Updated at the bottom with the city's response. First posted at 1:29 p.m.

A group representing 300 marijuana dispensaries in L.A. filed suit today in an attempt to stop L.A.'s pot shop ban from taking effect Sept. 6.

The Patient Care Alliance-Los Angeles was filing the suit at L.A Superior Court literally as we spoke to the group's director, Marc O'Hara, on the phone this afternoon. The suit seeks a temporary injunction that would stop the city's dispensary ban.

But O'Hara admitted that, by the time the matter is heard, the ban will have already taken effect:

He said it would probably take four to six weeks to be heard and that the group is not seeking emergency action.

However, O'Hara offered up some hope for shops that plan to stay open: He thinks the city will not try to enforce the ban immediately because it would be a difficult task: There are more than 1,000 dispensaries in the city.

Credit: themadpothead / Flickr

Credit: themadpothead / Flickr

O'Hara also said that dispensaries could file requests for temporary restraining orders against the city while the Patient Care Alliance suit gets worked out.

The suit argues, essentially, that the city will be violating medical patients' First Amendment right to be able to freely associate with each other (via medical marijuana dispensaries).

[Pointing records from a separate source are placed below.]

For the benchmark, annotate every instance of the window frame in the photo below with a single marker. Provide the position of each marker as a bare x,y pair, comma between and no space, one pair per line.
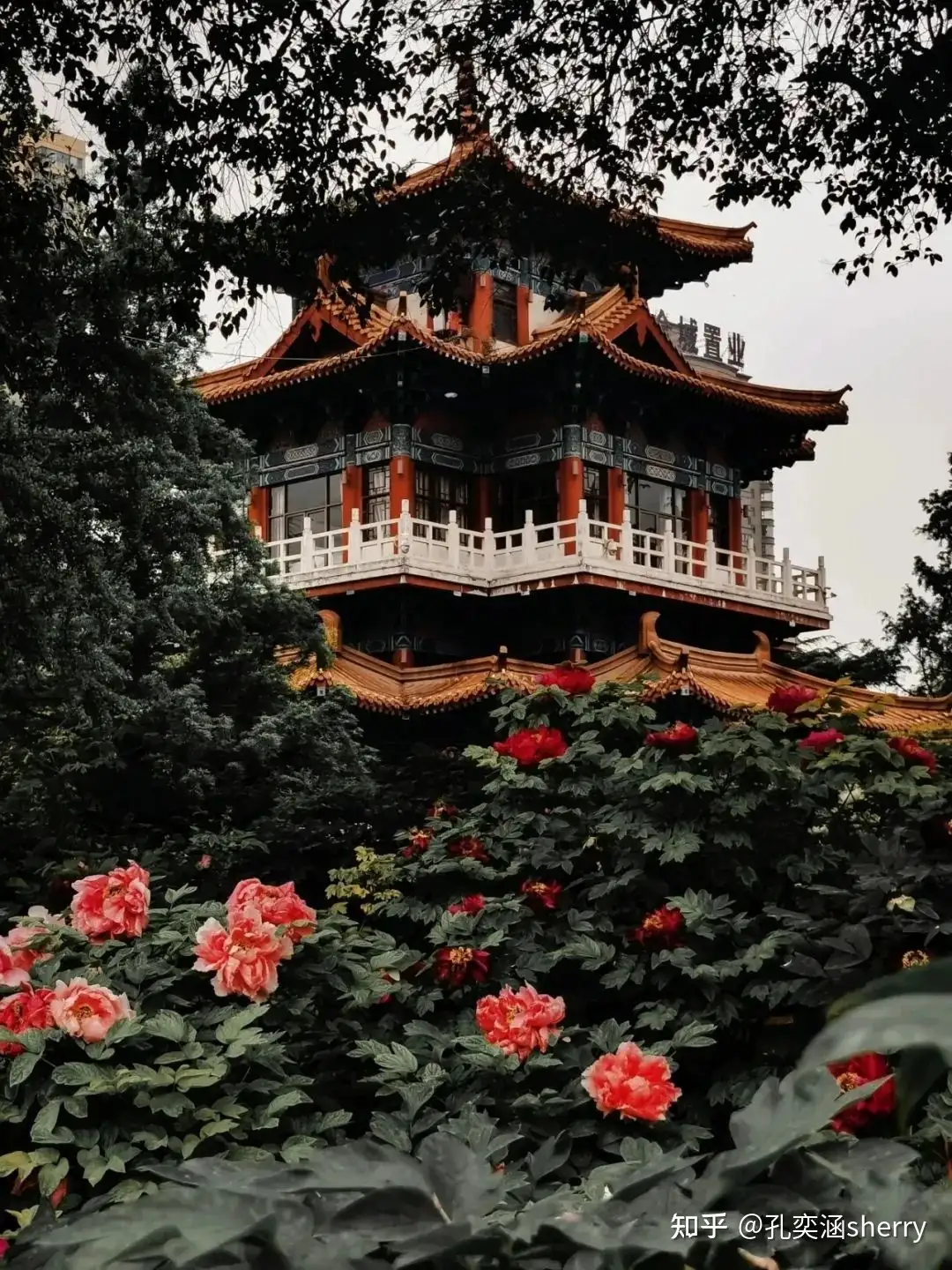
505,311
374,501
322,513
438,489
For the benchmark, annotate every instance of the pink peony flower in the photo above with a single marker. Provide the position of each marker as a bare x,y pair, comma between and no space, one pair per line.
23,1011
822,741
573,680
244,958
530,746
631,1082
20,938
470,905
790,698
86,1010
914,753
14,964
519,1022
111,905
277,906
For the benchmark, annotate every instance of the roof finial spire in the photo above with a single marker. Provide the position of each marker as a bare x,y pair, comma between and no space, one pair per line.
467,124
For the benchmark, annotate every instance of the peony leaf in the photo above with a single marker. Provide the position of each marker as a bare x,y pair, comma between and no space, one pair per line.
167,1025
22,1068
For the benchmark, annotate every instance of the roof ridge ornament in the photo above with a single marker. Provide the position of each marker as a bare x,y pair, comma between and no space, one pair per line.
469,126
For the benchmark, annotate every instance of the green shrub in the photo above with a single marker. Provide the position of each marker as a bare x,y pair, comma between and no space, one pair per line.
706,894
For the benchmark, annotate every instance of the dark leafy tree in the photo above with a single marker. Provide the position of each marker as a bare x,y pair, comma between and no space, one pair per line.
920,632
865,663
296,106
141,704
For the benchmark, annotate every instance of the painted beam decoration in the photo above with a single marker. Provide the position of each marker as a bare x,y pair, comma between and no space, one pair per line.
524,272
528,450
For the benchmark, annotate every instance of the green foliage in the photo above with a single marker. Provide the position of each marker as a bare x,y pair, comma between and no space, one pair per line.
920,632
859,104
865,664
447,1206
141,705
190,1074
799,877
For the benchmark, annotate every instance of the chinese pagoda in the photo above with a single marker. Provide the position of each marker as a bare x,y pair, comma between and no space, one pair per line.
536,475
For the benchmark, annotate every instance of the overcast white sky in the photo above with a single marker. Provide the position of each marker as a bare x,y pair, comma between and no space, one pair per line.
859,503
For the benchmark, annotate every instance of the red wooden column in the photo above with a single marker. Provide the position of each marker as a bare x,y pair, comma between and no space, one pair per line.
258,512
351,497
524,296
616,501
571,490
697,510
484,502
401,484
481,308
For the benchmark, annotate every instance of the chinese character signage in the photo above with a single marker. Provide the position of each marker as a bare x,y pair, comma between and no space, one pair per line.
684,337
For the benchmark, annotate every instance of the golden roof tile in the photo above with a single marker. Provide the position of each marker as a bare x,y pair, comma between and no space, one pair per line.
729,243
240,381
732,684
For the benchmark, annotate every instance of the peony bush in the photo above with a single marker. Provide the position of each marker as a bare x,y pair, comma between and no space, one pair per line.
135,1034
643,920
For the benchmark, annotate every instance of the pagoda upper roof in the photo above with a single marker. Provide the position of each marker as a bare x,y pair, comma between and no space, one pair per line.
375,328
730,684
718,245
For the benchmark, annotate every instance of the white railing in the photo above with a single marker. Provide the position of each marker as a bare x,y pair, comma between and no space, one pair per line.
505,560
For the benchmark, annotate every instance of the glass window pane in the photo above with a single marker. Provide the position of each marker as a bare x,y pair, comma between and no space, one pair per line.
305,494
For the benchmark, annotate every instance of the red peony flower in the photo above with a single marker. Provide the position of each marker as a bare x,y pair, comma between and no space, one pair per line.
469,905
822,741
86,1010
788,700
570,678
442,811
277,906
244,958
469,848
861,1070
107,906
680,738
453,967
660,929
419,841
631,1082
22,1012
542,894
914,752
522,1021
530,746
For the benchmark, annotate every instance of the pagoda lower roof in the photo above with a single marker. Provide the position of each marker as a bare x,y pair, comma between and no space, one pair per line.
732,684
378,329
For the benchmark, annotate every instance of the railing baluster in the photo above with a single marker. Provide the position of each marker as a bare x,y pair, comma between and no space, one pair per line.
308,562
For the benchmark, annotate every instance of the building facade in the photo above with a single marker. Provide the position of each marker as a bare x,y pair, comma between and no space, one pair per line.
544,473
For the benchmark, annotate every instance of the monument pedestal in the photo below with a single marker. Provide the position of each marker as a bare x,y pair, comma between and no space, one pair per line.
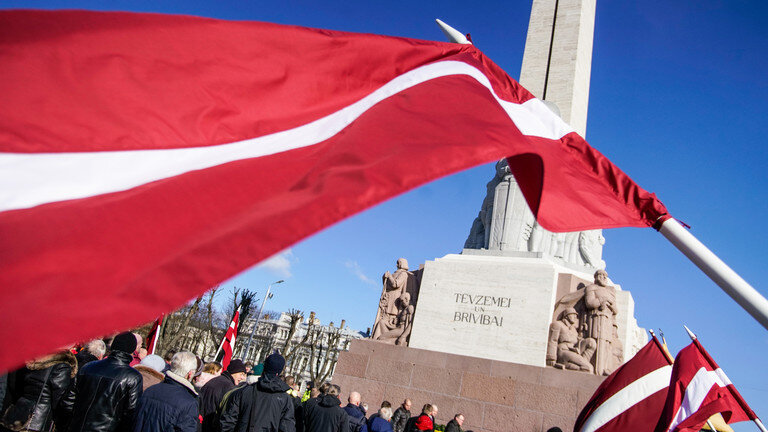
498,305
494,396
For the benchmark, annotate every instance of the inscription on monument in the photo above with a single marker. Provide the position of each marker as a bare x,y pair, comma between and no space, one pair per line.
482,312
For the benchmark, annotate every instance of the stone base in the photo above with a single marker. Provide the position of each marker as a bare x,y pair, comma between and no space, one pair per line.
494,396
498,305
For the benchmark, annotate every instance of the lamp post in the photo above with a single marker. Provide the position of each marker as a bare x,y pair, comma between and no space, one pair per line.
258,316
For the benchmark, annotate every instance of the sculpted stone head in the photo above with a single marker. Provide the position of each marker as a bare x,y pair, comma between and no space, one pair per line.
601,278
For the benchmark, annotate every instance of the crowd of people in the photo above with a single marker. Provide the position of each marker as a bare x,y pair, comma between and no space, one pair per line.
124,389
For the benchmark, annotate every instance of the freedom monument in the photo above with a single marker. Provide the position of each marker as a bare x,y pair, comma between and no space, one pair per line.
520,327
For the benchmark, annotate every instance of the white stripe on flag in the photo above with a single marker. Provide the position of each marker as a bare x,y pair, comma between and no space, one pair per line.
627,397
696,392
30,179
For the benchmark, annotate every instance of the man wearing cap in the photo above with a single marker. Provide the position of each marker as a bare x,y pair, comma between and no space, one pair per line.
262,406
107,391
214,390
172,404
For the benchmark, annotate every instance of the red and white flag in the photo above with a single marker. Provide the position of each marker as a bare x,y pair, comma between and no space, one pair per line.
145,158
227,347
154,335
632,397
698,390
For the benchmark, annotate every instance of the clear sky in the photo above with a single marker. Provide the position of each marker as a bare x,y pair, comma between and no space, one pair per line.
678,100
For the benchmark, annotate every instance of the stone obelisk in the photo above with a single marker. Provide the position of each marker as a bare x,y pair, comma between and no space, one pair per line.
556,68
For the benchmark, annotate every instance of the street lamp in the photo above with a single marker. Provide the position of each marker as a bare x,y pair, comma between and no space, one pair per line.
258,316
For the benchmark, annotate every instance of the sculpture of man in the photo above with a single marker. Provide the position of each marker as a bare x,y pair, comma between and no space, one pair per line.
600,300
565,348
395,311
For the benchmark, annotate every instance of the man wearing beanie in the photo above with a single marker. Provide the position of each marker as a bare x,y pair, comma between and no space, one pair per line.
214,390
107,391
262,406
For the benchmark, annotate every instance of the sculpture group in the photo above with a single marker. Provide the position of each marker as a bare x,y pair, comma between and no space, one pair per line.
584,335
396,306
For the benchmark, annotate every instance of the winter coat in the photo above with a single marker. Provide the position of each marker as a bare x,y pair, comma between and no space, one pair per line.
203,379
356,418
424,422
210,397
453,426
325,415
399,419
380,425
35,392
263,406
106,395
168,406
149,376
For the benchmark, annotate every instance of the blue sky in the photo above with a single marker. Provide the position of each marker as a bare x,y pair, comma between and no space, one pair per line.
678,100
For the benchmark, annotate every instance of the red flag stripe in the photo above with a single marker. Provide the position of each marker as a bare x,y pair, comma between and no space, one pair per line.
148,82
84,174
632,396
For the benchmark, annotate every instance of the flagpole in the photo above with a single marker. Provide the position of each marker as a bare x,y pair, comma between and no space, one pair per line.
739,398
733,285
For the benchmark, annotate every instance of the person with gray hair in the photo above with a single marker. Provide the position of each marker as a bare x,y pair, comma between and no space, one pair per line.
172,404
381,422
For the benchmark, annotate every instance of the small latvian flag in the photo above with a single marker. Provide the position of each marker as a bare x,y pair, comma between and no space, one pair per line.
224,355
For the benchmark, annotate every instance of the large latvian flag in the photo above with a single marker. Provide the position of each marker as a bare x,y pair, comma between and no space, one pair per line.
632,397
699,389
145,158
227,347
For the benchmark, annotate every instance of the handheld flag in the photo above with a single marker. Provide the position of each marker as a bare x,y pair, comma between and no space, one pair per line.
154,335
227,347
699,389
142,150
632,397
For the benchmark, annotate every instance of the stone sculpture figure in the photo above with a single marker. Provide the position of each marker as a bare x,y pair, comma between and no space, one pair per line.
396,306
595,327
600,300
566,349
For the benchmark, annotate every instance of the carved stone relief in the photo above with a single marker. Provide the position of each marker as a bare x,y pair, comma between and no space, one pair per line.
584,335
394,317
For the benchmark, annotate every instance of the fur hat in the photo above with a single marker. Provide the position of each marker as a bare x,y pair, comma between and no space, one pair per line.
155,362
125,342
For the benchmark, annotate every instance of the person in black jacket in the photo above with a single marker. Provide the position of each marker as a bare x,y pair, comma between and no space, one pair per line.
214,390
172,404
262,406
92,351
326,415
401,416
107,391
35,391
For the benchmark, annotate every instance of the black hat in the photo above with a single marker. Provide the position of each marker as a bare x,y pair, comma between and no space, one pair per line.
274,364
236,366
125,342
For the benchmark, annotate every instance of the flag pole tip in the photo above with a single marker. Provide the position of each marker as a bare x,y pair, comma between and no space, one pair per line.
690,333
452,34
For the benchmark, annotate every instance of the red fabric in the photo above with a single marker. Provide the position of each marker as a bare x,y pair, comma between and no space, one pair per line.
75,81
153,335
642,416
716,394
228,343
424,422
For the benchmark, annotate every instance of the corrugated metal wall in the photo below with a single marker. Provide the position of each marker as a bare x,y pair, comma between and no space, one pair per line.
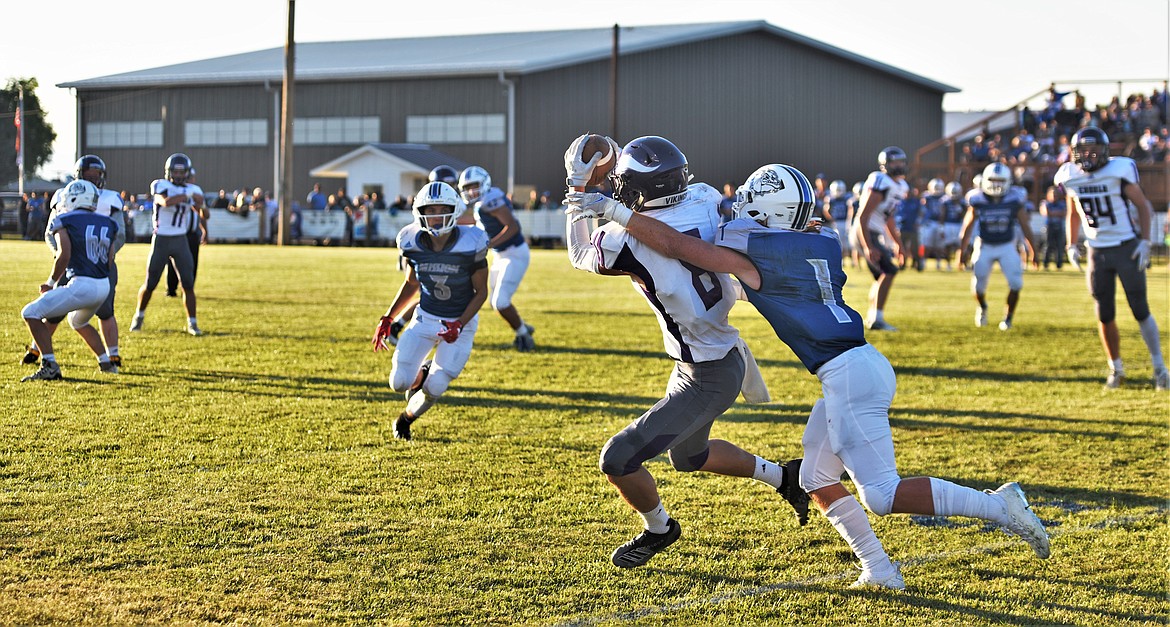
731,104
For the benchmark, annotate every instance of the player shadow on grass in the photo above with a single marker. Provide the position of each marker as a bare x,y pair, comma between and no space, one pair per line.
986,376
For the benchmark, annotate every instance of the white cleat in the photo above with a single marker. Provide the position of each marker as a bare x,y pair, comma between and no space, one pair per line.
1162,379
888,581
1021,521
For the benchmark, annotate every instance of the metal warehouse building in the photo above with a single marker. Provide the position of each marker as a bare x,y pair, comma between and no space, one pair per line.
731,95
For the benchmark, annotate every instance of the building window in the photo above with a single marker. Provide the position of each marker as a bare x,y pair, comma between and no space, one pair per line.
472,129
226,132
348,130
116,135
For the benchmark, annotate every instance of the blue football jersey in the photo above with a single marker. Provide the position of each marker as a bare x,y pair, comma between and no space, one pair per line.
800,288
491,200
90,240
997,218
445,276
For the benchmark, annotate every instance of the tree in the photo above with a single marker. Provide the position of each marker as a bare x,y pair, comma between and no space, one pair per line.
39,133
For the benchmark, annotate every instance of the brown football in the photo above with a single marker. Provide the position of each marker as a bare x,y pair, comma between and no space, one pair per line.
598,144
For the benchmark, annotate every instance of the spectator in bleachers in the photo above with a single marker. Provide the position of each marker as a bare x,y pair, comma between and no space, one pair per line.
398,205
316,199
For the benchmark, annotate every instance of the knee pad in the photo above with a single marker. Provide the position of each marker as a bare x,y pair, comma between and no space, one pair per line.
683,463
436,383
1107,310
879,498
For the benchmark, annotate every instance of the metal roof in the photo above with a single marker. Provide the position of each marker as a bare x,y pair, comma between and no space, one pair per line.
459,55
421,156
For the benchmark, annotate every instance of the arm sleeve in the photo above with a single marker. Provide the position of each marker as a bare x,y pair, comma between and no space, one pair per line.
582,253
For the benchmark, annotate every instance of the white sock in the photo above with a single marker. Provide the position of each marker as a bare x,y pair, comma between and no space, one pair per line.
955,500
852,523
1149,328
419,404
770,473
656,519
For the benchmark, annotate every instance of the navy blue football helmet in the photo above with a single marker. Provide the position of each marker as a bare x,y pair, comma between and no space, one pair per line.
90,162
1091,149
892,160
651,173
177,169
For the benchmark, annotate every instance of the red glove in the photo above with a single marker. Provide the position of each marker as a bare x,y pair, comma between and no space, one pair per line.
382,333
451,330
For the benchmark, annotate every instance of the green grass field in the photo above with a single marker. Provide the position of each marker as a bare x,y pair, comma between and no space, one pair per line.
249,476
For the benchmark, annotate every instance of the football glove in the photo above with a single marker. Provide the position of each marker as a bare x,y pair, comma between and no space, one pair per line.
582,205
1074,256
451,330
383,333
1142,254
577,170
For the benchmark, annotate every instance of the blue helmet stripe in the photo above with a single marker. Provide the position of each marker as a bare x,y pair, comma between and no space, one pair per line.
806,195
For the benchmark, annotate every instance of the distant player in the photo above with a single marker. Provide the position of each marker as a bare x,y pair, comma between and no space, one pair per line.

“Cultivation and use for medical purposes is legal,” O'Hara told us, “so trying to deny adults assocation is illegal.”

O'Hara says the city's caveat that a maximum of three people can grow marijuana for medical sharing is legally pointless:

The idea that three people could lease the L.A. Coliseum and grow medical marijuana but that four people constitutes a criminal conspiracy is stupid.

If the city limits to three people growing, how many people don't have the wherewithal to grow medical marijuana? A homebound cancer survivor? It's on its face a lame attempt to put a happy face on what I say is a heartless and reckless attempt to harm patients.

He said the filing is just a first step in permanently “seeking to overturn the ban entirely.”

[Updated at 2:29 p.m.]: The L.A. City Attorneys office sent us this response:

We still haven't seen today's MM lawsuit. But it has been described as a first amendment challenge of the denial of the right to associate.

A “freedom to associate” complaint was also raised in the litigation over the City's prior, permissive medical marijuana ordinance. Judge Mohr denied the claim. California case law holds that the “freedom of association” is not violated by a zoning ordinance that simply limits how a property can be used or the number of people that can use it.